Разговаривая без умолку, он мучительно искал выход из ловушки, в которую так глупо попал. Через ту дверь, в которую он вошел, пути не было, — она заперта и ключ в кармане Катушки. Остается только дверь, выходящая на задний двор, откуда лестница ведет к обрыву. Значит, нужно как-то подобраться к этой двери, находящейся между рыжим и трансильванцем, открыть ее, проскочить лестницу и добежать до обрыва. А вдруг она заперта? Катушка наверно не забыла ее запереть. «И всё-таки я должен попробовать, — сказал Уля себе, — не ждать же, пока эти бандиты отправят меня на тот свет».

Между дверью, выходившей на задний двор, и кроватью стоял высокий, съеденный жучком комод. На комоде возвышалась керосиновая лампа, освещавшая комнату, а на стене над комодом висело квадратное мутное зеркало.
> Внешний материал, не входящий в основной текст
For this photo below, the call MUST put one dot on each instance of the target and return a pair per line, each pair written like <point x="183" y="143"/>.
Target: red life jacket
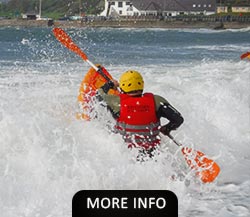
<point x="138" y="122"/>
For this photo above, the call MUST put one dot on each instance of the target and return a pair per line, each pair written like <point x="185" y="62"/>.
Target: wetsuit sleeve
<point x="165" y="110"/>
<point x="111" y="101"/>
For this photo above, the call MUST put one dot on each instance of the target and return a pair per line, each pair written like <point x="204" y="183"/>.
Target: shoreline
<point x="125" y="24"/>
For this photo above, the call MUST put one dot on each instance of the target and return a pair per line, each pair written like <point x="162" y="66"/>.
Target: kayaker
<point x="138" y="114"/>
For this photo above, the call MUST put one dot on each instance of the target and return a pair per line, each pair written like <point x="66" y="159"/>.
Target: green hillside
<point x="51" y="8"/>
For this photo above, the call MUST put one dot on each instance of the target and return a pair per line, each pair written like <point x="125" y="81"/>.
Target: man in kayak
<point x="138" y="114"/>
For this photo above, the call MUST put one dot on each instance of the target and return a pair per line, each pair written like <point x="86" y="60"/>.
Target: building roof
<point x="173" y="5"/>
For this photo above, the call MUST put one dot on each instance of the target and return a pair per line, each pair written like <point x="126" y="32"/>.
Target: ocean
<point x="47" y="155"/>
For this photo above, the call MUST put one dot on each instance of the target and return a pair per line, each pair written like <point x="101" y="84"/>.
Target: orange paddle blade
<point x="206" y="168"/>
<point x="63" y="37"/>
<point x="247" y="54"/>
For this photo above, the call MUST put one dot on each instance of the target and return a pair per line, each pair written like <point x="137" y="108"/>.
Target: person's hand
<point x="165" y="130"/>
<point x="116" y="83"/>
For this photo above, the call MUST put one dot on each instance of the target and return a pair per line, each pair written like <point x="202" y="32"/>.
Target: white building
<point x="158" y="7"/>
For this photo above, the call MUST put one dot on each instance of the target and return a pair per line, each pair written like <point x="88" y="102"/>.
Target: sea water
<point x="47" y="155"/>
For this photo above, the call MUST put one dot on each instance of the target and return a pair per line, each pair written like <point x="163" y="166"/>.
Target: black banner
<point x="124" y="203"/>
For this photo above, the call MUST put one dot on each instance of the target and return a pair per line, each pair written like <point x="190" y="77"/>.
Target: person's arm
<point x="112" y="101"/>
<point x="164" y="109"/>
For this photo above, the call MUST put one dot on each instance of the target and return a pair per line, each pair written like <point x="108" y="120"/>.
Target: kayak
<point x="91" y="82"/>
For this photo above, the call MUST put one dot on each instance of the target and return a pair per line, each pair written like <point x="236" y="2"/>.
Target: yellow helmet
<point x="131" y="81"/>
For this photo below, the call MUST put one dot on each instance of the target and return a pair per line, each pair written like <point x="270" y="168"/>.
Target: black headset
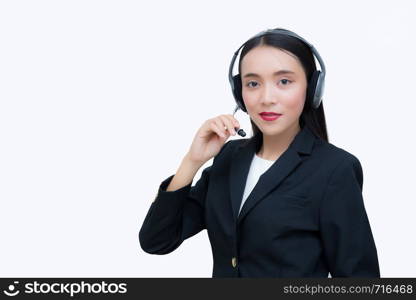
<point x="315" y="86"/>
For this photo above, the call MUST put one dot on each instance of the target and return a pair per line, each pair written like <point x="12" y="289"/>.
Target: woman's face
<point x="264" y="90"/>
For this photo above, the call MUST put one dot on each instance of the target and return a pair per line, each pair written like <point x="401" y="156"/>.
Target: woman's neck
<point x="274" y="145"/>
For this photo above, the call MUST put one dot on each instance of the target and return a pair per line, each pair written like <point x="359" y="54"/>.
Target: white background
<point x="100" y="100"/>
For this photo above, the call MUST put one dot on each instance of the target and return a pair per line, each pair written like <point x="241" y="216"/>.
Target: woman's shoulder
<point x="333" y="154"/>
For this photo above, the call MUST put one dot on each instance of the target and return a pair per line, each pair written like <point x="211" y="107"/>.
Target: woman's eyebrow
<point x="275" y="73"/>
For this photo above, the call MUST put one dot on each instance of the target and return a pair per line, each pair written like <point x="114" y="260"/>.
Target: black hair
<point x="314" y="119"/>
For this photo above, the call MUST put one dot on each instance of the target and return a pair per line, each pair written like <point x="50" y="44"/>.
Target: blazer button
<point x="234" y="262"/>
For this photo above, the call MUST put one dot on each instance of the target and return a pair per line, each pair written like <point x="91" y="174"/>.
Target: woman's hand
<point x="210" y="138"/>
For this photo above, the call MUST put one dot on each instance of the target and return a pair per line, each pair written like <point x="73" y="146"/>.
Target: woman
<point x="283" y="203"/>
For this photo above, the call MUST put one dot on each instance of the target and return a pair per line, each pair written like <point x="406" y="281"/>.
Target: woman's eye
<point x="248" y="84"/>
<point x="285" y="81"/>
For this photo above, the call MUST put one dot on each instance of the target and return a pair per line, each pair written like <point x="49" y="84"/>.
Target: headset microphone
<point x="240" y="131"/>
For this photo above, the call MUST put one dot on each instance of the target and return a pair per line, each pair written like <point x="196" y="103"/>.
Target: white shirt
<point x="257" y="168"/>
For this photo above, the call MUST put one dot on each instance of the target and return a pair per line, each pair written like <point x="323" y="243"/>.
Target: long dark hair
<point x="314" y="119"/>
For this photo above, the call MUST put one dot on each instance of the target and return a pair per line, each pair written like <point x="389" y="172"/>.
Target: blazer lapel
<point x="282" y="167"/>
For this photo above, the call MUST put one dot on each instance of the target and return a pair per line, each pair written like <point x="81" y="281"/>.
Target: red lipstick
<point x="269" y="116"/>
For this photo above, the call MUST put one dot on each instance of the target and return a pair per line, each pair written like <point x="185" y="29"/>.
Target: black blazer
<point x="304" y="218"/>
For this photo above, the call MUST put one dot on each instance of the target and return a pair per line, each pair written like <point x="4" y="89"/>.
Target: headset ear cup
<point x="237" y="92"/>
<point x="311" y="90"/>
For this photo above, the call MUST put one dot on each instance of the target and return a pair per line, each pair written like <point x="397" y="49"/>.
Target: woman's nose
<point x="268" y="96"/>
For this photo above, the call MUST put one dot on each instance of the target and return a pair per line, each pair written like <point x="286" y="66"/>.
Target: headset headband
<point x="277" y="31"/>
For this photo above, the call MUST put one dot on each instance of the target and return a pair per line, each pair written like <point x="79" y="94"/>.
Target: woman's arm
<point x="345" y="230"/>
<point x="177" y="212"/>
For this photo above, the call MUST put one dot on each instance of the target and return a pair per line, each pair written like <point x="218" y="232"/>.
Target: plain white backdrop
<point x="100" y="101"/>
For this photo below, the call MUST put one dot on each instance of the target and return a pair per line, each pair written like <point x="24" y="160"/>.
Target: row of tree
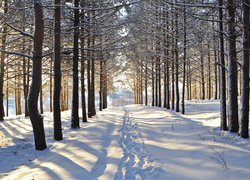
<point x="196" y="50"/>
<point x="177" y="50"/>
<point x="39" y="53"/>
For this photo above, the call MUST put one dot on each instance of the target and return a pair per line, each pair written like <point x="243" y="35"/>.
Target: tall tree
<point x="75" y="98"/>
<point x="232" y="69"/>
<point x="223" y="110"/>
<point x="57" y="72"/>
<point x="35" y="117"/>
<point x="244" y="118"/>
<point x="4" y="37"/>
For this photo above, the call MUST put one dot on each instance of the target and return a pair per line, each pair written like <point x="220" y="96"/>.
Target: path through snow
<point x="132" y="142"/>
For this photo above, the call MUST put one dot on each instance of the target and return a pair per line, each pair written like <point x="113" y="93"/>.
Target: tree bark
<point x="232" y="69"/>
<point x="75" y="97"/>
<point x="57" y="72"/>
<point x="4" y="37"/>
<point x="223" y="109"/>
<point x="244" y="118"/>
<point x="35" y="117"/>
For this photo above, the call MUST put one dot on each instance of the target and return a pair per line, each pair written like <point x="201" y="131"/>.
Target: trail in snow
<point x="132" y="142"/>
<point x="135" y="164"/>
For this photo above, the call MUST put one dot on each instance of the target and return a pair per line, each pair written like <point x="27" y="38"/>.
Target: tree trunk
<point x="75" y="97"/>
<point x="50" y="88"/>
<point x="223" y="110"/>
<point x="105" y="85"/>
<point x="184" y="61"/>
<point x="41" y="99"/>
<point x="153" y="84"/>
<point x="84" y="113"/>
<point x="209" y="73"/>
<point x="101" y="86"/>
<point x="4" y="37"/>
<point x="232" y="69"/>
<point x="57" y="72"/>
<point x="35" y="117"/>
<point x="202" y="77"/>
<point x="244" y="118"/>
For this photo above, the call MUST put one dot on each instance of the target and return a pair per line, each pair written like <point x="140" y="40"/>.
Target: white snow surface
<point x="131" y="142"/>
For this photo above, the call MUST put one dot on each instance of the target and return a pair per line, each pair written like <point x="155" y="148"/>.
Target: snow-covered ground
<point x="131" y="142"/>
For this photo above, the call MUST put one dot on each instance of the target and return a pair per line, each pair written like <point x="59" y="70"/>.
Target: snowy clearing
<point x="131" y="142"/>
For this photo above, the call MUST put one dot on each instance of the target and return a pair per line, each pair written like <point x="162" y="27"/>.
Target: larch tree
<point x="35" y="117"/>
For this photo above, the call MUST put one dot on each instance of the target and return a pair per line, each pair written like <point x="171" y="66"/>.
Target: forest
<point x="124" y="89"/>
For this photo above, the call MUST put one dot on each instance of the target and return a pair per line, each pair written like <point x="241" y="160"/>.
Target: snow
<point x="130" y="142"/>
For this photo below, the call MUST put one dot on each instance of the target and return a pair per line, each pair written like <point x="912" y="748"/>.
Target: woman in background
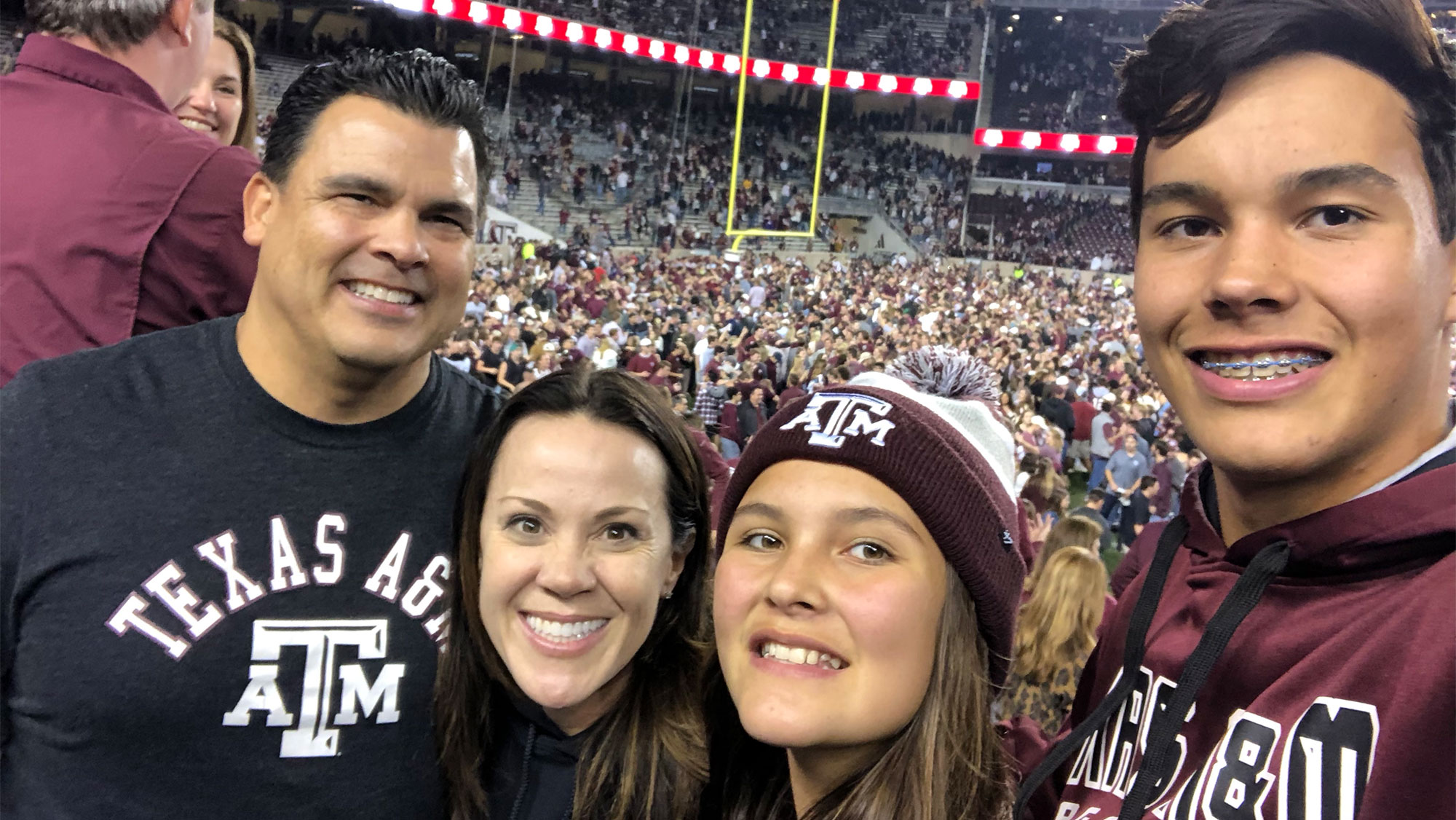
<point x="222" y="103"/>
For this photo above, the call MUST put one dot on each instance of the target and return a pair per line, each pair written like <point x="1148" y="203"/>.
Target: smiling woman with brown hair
<point x="571" y="682"/>
<point x="222" y="103"/>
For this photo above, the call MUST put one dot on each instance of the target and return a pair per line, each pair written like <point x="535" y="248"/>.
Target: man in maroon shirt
<point x="1081" y="449"/>
<point x="114" y="219"/>
<point x="1288" y="652"/>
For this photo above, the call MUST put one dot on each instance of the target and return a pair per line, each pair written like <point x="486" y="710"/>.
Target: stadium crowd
<point x="279" y="362"/>
<point x="665" y="186"/>
<point x="713" y="334"/>
<point x="1055" y="71"/>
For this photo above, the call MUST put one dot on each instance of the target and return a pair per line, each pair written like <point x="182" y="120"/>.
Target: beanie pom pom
<point x="947" y="374"/>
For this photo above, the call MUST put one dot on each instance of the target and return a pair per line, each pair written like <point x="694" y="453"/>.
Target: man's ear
<point x="180" y="20"/>
<point x="260" y="197"/>
<point x="1451" y="275"/>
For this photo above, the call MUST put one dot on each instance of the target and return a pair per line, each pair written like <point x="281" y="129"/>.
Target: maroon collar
<point x="1407" y="522"/>
<point x="56" y="56"/>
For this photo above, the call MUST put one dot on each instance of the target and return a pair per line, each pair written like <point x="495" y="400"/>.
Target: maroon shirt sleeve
<point x="1139" y="556"/>
<point x="197" y="266"/>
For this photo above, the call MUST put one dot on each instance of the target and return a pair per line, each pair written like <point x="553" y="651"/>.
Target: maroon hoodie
<point x="1336" y="695"/>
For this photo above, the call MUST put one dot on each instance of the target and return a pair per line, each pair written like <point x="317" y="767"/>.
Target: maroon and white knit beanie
<point x="928" y="430"/>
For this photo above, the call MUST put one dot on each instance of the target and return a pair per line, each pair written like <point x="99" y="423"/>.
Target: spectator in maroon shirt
<point x="119" y="221"/>
<point x="793" y="391"/>
<point x="644" y="362"/>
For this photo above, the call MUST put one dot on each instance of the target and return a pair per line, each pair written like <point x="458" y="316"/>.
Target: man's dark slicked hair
<point x="414" y="82"/>
<point x="1171" y="88"/>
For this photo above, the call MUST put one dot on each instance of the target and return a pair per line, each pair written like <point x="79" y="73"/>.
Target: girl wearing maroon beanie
<point x="864" y="601"/>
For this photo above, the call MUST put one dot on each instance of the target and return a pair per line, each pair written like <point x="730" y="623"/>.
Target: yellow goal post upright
<point x="745" y="63"/>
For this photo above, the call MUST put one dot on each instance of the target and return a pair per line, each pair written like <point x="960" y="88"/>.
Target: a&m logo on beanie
<point x="852" y="414"/>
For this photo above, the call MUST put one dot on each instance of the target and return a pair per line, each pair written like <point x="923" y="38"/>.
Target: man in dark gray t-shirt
<point x="225" y="548"/>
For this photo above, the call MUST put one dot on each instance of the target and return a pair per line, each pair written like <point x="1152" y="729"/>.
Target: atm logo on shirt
<point x="1318" y="773"/>
<point x="336" y="690"/>
<point x="314" y="732"/>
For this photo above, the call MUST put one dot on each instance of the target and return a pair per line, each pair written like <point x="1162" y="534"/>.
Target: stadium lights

За рамкой зеркала торчало несколько фотографий, пожелтевших от времени и засиженных мухами.

Эти фотографии навели его на спасительную мысль, одну из тех безумных по своей смелости мыслей, которые приходят на ум лишь тогда, когда находишься в смертельной опасности и когда другого пути к спасению просто не существует.

— Катушка, а ну-ка расскажи…

Он не успел закончить своей фразы, как рыжий крикнул ему:

— Ты сядешь, наконец!

Притворяясь, что он не понимает, чего от него хотят, Уля ответил:

— Да я еще и не думаю уходить, я ведь только пришел, — и, стиснув покрепче руку Катушки, потащил ее к комоду: — Ну-ка, расскажи мне, что это за господа и дамы на фотографиях…

За те пять шагов, что Уля прошел под руку с Катушкой, он весь покрылся холодным потом. Несколько секунд показались ему вечностью: «Выстрелят или нет?»

Не выстрелили. Расчет оказался точным. Они боялись задеть Катушку. В мутной воде зеркала он видел беспокойные взгляды, которыми они обменивались за его спиной.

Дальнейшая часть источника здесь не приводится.